The Miami Beach property anchors the announcement, returning to its original Art Deco building with 171 guestrooms and suites, among them Poolside Bungalows and Penthouse Suites. Four restaurant and bar concepts will sit alongside a reimagined Rose Bar, the subterranean room that became shorthand for a certain kind of evening on Collins Avenue. The decision to restore the bar in its original home, rather than reinvent it elsewhere, signals an intent to honour the brand’s heritage rather than simply trade on the name.
In New York, Delano SoHo will take over the property currently operating as The Dominick, a 46-story tower on Spring Street in Hudson Square. With 391 guestrooms and suites, it is by some distance the largest of the three. The design language leans on curved silhouettes, rich textures and expansive event spaces — a vertical interpretation of the brand suited to a downtown address that has shifted, over the past decade, from industrial fringe to one of Manhattan’s more considered neighbourhoods.
London completes the set. Delano London will open in late 2026 near Kensington Gardens and Hyde Park, on a more intimate scale: 67 rooms and suites, a ground-floor restaurant curated by Ennismore’s in-house food and beverage platform, and a subterranean Rose Bar spanning 290 square metres. The Rose Bar’s recreation in both Miami and London is deliberate — a connective thread that gives the brand a recognisable centre of gravity in each city.

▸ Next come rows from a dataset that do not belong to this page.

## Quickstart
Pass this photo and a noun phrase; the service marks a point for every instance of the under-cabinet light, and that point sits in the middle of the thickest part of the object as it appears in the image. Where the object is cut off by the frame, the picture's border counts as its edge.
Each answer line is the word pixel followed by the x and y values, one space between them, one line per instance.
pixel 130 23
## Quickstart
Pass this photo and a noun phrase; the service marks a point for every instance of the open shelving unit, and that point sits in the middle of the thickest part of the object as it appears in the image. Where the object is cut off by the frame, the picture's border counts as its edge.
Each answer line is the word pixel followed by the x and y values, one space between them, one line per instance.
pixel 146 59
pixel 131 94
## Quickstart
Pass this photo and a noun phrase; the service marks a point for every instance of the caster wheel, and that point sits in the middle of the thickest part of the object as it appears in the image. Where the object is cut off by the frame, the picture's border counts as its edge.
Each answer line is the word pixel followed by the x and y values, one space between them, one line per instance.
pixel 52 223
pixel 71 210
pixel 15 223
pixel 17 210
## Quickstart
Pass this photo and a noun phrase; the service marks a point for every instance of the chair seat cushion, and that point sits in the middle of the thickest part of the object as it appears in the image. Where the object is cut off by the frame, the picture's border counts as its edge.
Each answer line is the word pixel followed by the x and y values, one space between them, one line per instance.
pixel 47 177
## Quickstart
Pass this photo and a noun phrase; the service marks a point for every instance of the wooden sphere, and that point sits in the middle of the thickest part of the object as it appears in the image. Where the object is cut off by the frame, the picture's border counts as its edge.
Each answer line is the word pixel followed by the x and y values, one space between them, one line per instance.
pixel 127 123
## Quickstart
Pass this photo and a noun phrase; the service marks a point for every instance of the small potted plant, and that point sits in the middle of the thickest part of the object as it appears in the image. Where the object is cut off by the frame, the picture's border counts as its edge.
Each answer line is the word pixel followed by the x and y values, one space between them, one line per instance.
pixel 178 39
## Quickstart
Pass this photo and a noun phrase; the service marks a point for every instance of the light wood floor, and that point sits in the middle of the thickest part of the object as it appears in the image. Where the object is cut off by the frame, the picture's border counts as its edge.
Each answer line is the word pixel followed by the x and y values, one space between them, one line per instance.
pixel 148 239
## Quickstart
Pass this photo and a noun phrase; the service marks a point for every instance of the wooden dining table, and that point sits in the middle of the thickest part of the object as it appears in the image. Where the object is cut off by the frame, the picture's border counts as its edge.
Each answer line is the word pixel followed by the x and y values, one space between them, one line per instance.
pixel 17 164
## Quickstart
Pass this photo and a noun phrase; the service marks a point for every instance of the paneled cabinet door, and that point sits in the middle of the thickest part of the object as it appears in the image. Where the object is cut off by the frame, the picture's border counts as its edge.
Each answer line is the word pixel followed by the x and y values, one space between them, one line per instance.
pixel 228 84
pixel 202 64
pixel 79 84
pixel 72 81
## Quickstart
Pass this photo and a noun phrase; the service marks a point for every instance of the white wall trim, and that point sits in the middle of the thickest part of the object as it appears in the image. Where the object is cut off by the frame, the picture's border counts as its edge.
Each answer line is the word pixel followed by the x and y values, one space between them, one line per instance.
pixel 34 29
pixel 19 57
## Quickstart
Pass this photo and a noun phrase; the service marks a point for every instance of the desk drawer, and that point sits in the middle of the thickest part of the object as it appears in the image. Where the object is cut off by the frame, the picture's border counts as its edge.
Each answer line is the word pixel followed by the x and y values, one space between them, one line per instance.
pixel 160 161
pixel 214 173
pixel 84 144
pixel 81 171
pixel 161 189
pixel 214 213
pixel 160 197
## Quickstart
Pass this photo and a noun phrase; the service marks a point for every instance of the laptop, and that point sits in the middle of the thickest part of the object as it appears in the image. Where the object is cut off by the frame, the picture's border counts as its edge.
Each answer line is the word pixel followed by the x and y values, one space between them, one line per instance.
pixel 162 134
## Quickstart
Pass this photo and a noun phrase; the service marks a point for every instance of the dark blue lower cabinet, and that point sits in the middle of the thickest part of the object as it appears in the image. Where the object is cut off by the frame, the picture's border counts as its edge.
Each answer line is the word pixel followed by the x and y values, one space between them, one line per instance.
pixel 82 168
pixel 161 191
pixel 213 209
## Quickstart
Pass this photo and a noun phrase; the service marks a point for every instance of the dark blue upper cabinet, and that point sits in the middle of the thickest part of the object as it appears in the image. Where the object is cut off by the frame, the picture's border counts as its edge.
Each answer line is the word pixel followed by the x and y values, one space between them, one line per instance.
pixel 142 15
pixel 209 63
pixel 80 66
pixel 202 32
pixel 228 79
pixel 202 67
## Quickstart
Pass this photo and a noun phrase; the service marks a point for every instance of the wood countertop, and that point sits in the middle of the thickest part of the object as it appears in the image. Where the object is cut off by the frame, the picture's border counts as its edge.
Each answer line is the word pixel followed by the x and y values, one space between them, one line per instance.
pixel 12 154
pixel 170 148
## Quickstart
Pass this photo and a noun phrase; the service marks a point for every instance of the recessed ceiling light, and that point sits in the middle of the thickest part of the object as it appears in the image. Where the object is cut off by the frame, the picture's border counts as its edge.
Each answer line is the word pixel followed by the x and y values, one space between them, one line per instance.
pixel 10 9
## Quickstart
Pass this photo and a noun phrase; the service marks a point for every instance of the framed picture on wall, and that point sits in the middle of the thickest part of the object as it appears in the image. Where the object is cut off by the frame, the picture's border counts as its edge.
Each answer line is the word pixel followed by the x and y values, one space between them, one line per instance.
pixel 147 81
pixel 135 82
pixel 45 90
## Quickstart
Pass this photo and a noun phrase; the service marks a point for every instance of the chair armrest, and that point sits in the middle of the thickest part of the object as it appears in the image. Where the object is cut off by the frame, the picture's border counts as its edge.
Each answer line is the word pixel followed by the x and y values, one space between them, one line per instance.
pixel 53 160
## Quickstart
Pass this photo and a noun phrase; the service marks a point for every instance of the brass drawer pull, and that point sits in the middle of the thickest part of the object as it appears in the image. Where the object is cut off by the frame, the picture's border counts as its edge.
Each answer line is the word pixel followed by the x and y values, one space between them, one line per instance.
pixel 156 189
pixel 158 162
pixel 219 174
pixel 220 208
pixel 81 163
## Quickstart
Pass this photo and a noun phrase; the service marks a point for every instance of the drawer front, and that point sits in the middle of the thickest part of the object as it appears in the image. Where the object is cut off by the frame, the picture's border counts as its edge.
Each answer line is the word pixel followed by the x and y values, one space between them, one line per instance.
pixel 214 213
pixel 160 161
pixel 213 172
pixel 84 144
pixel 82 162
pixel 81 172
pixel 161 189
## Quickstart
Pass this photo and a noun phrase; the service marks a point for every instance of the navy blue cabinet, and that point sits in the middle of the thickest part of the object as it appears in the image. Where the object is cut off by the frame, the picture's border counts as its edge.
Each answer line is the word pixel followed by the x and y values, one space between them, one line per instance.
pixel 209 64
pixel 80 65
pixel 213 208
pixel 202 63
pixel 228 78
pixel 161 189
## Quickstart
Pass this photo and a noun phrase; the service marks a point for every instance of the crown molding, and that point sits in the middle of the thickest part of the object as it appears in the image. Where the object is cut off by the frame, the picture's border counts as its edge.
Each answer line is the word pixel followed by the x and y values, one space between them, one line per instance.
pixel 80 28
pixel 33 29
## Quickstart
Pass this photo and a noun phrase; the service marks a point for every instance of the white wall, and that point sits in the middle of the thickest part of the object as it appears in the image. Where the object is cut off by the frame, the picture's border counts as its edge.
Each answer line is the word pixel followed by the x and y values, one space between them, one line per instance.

The expansion is underpinned by Ennismore’s strategic partnership with Cain, which acquired a minority stake in Delano in 2024. That arrangement supports the New York and Miami projects in particular, and reflects a wider pattern of capital and operating expertise being brought together to revive a brand with strong recognition but, until now, a limited physical footprint.
The Essentials
- Miami Beach
- Reopening early 2026; 171 rooms and suites, including Poolside Bungalow and Penthouse Suites
- SoHo New York
- 391 rooms and suites in a 46-story tower on Spring Street, Hudson Square
- London
- 67 rooms and suites near Kensington Gardens and Hyde Park; opening late 2026
- Rose Bar
- Recreated at Miami Beach and London; subterranean, 290 sqm
- Pipeline
- Further projects in Istanbul, Puglia, Marrakesh and Costa Rica
- Leadership
- Ben Pundole appointed Chief Brand Officer for Delano
Creative direction now sits with Ben Pundole, appointed Chief Brand Officer for Delano. His remit covers both the creative identity of the brand and its global growth — a single point of authority that suggests Ennismore wants Delano’s expansion to feel coherent rather than franchised. Wellness offerings and curated retail spaces are being integrated into the guest journey across all properties, a reflection of how the brand intends to extend beyond the bar and the bedroom.
The three 2026 openings are not the whole story. Delano Dubai, which opened in October 2024, already demonstrates the contemporary template: 251 rooms, six restaurant and bar concepts developed with Paris Society, and 250 metres of private beach. Beyond that, the broader pipeline includes signed or negotiated projects in Istanbul, Puglia, Marrakesh and Costa Rica — a spread that pairs established city markets with quieter destinations where the brand’s design sensibility might travel well.
For the discerning traveller, the practical takeaway is straightforward. Three landmark openings are now firmly on the calendar, beginning with Miami Beach in early 2026 and concluding with London in late 2026, with New York between them. Each carries the same design-led intent, the same cultural programming and, in two cases, the same Rose Bar at its heart. Those planning travel around these dates would do well to treat the Miami reopening as the first genuine test of whether the revived Delano can live up to the address that made its name. The context — Ennismore now operates more than 180 hotels across 40-plus countries, with over 140 properties in the pipeline as of mid-2025 — suggests a group with both the scale and the discipline to do so.